Democrats, on the other hand, believe that deficits are caused by the taxes being too low, that raising taxes can increase government revenue, and that any economic growth can be traced to higher taxes, more government, and lower deficits. Bill Clinton's most significant legacy is that he actually convinced a large number of Americans that tax cuts were a bad idea.

But, with most other things Clintonian, I don't buy it. Of course, the government is instrumental for the generation of wealth. The infrastructure provided by the government is the foundation on which economic growth is possible. (That includes money itself.) But providing the playing field and officials is different from forcing the players to do what you think is best for them. Too much government burdens the people when government should be freeing them. The government's tax burden does the same. A high tax rate is inherently risky to the economy. When there are signs of a slow-down, the managers and entrepreneurs of the highest tax bracket will obviously react and plan differently depending on how high that rate is. A millionaire or a corporate CEO would make different choices - more cautious, job-cutting choices - if taxes gobbled up nearly 70% of his income instead of 28%.

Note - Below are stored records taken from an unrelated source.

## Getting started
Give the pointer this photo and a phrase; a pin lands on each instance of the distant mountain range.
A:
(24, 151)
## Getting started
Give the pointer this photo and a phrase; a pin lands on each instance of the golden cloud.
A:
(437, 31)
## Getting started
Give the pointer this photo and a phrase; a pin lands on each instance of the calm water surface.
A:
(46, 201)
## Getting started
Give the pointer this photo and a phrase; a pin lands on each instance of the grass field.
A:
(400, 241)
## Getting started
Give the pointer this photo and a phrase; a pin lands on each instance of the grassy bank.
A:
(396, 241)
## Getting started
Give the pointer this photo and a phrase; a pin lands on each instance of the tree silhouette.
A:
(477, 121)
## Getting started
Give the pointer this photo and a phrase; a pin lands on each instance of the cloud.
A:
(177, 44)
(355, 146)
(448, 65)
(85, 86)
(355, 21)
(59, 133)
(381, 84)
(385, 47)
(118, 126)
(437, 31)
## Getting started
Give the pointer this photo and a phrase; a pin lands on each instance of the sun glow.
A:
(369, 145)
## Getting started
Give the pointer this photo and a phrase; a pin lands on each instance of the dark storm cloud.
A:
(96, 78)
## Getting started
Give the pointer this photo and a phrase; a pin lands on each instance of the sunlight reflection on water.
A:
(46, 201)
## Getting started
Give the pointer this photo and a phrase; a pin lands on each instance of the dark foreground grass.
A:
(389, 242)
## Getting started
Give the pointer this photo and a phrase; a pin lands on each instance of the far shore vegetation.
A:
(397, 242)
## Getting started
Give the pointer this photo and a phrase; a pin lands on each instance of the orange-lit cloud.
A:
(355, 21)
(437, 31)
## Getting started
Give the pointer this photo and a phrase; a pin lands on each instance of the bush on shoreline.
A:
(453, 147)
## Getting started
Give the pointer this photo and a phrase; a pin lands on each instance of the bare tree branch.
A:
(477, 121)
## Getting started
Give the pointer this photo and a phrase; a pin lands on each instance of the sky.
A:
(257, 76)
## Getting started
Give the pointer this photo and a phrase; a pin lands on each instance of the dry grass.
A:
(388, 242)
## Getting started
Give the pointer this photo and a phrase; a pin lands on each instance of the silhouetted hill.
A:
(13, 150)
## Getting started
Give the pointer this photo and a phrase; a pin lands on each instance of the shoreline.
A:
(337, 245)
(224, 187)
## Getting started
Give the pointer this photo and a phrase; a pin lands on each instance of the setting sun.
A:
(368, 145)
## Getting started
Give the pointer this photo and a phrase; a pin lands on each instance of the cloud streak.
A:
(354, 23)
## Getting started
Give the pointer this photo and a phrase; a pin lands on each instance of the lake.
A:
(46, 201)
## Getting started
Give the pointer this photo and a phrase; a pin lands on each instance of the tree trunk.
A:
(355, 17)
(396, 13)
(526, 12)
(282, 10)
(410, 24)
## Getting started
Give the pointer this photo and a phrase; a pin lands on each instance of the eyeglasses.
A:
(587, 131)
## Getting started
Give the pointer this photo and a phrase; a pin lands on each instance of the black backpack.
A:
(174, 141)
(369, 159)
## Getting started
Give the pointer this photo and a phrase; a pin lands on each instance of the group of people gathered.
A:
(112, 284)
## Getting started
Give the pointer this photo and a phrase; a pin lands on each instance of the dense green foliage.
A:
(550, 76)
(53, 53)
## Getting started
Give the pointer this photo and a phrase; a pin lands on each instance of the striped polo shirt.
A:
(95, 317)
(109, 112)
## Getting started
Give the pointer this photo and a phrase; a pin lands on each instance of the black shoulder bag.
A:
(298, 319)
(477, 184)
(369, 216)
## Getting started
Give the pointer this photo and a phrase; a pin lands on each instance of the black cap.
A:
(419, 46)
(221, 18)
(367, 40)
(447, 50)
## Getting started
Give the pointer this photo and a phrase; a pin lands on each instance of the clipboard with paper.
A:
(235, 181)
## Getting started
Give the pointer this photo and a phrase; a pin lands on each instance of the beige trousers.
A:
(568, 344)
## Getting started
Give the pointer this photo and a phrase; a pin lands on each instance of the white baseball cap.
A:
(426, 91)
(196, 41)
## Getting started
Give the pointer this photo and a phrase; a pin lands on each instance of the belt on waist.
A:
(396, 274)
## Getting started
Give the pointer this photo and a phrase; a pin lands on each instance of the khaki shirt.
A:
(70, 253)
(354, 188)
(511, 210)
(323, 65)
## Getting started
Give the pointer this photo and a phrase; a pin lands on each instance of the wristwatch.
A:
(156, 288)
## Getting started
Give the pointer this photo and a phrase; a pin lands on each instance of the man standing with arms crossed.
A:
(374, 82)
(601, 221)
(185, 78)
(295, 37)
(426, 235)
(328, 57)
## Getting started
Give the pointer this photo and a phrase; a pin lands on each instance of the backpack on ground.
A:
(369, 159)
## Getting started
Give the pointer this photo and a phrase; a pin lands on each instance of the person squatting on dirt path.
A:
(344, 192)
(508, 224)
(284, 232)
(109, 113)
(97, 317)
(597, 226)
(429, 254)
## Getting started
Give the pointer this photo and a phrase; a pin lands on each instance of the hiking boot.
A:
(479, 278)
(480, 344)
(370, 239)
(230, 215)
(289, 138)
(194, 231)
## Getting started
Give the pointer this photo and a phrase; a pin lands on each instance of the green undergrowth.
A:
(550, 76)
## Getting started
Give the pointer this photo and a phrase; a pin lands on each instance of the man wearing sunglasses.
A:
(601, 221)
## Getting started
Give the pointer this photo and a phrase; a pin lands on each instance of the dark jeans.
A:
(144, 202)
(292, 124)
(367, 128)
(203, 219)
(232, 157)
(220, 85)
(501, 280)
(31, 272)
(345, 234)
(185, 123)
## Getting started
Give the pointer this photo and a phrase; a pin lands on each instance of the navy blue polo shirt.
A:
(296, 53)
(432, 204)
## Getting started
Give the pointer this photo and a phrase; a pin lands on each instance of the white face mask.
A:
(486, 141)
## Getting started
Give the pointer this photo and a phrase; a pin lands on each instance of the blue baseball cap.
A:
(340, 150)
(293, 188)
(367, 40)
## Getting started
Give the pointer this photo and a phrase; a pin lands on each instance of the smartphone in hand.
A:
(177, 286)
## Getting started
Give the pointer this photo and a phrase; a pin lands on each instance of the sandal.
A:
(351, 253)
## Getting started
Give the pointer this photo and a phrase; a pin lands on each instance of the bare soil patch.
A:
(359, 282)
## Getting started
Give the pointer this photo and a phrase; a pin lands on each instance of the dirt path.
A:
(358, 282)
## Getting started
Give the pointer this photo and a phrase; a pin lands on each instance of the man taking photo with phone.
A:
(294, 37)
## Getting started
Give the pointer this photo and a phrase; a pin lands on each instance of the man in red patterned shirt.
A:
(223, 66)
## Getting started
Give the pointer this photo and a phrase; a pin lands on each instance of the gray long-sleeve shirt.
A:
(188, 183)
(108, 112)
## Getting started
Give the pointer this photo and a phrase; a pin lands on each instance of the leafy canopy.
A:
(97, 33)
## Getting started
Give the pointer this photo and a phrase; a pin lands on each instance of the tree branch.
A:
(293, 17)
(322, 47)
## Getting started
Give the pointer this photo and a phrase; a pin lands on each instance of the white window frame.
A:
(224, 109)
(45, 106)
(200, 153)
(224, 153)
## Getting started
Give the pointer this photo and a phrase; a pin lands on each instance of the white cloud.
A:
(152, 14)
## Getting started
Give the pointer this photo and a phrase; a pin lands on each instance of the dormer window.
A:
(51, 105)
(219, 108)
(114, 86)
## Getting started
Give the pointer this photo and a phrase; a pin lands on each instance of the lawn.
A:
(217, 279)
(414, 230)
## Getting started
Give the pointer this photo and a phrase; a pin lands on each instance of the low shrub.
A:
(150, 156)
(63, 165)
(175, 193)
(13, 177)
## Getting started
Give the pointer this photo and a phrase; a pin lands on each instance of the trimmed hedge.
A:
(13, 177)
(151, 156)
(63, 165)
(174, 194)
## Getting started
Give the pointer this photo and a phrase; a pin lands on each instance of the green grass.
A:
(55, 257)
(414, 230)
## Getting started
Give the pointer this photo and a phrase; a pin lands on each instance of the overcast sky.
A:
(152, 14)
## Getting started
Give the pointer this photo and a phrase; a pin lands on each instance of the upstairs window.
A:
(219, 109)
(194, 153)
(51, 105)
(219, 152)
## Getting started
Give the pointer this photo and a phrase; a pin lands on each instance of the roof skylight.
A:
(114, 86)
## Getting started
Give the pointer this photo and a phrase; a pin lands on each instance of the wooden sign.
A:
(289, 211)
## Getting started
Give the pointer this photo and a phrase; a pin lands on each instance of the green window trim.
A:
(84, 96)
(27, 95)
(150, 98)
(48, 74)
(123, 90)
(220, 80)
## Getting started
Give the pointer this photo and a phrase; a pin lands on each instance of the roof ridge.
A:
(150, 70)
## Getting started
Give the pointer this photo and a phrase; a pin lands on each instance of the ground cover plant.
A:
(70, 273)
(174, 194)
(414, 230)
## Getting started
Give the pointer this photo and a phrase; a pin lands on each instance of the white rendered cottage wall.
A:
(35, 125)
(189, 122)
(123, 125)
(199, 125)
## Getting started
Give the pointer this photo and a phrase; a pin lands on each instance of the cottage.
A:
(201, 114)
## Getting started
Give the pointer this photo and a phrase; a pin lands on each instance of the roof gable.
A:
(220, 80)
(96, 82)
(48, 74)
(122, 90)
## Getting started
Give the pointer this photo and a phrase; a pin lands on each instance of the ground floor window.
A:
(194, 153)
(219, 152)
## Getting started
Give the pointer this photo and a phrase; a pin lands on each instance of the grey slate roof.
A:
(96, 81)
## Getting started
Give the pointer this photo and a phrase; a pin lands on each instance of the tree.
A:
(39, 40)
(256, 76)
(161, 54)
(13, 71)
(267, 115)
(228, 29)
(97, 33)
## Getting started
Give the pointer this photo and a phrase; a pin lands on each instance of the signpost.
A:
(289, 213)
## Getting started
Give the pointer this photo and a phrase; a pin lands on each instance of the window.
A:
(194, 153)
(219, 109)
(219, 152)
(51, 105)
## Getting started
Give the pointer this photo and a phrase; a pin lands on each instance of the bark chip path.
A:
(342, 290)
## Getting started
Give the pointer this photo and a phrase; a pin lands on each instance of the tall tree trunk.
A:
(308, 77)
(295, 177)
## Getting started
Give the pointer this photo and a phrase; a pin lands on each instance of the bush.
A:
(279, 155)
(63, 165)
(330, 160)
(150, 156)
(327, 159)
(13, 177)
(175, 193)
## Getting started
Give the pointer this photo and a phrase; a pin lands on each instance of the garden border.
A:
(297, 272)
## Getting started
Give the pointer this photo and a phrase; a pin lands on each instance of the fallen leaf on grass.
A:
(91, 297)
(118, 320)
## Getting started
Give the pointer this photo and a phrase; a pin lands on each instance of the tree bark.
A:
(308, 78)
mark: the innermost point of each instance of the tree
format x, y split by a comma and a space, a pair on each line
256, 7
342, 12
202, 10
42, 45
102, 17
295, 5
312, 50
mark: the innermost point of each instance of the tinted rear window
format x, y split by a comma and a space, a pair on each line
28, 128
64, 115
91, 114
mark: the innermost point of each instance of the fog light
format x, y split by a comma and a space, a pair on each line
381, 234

And that might be the strength of tax cuts. They prolong periods of prosperity, and diminish the length and impact of recessions, because taxes play less of a role in economic planning - not just for the rich but for everyone. Tax cuts don't by themselves cause innovation, but with money saved by reduced taxes, a computer company can hire more engineers who devise better, cheaper products. It's no accident that the tech boom and the transformation of the economy still did not lead to as strong a rate of growth in the 1990's as in the 1980s - taxes were raised on the rich twice. Cutting taxes may or may not produce a long-term revenue windfall for the government, but it is a reliable pro-growth economic engine.

And economic growth should be a higher priority than paying down the national debt, or even than trying to "save" Social Security. The economy over the last eighteen years was not seriously hurt by the high deficits of the period. The national debt forces us to pay interest that equals roughly twenty percent of the federal budget, but just 3.6 percent of the Gross Domestic Product. That really isn't much, and reducing the debt burden does not require paying down the debt. All it entails is maintaining a generally balanced budget with robust economic growth over time. That keeps the dollar value of the interest payments steady while the GDP gets ever larger, hence a lesser percentage burden. And the national debt can't be paid off without destroying the bond market. So it makes more sense, for the economy and for national stability, to live with the debt and return all surpluses to the taxpayer in the form of tax cuts.

And saving Social Security is a joke. Social Security is a demographic problem - too many old people, not enough workers to support them. No surplus can "save it" because all a surplus does is pay down the national debt. For Social Security to absorb the Baby Boom retirees with fewer workers, the best solution is to see those workers be more productive. Overtaxing us now is far more dangerous to Social Security because it inhibits the rate of economic growth over the long term. Tomorrow's elderly will have to be supported by tomorrow's workers and it is in the interests of both to leave them a legacy of economic growth so that they will have the resources to solve their problems. What we do today may prove the difference between doubling, tripling, or even quadrupling the size of the economy over the next three or four decades. Overtaxing, overspending, or reducing the national debt now won't do any good for them or for us.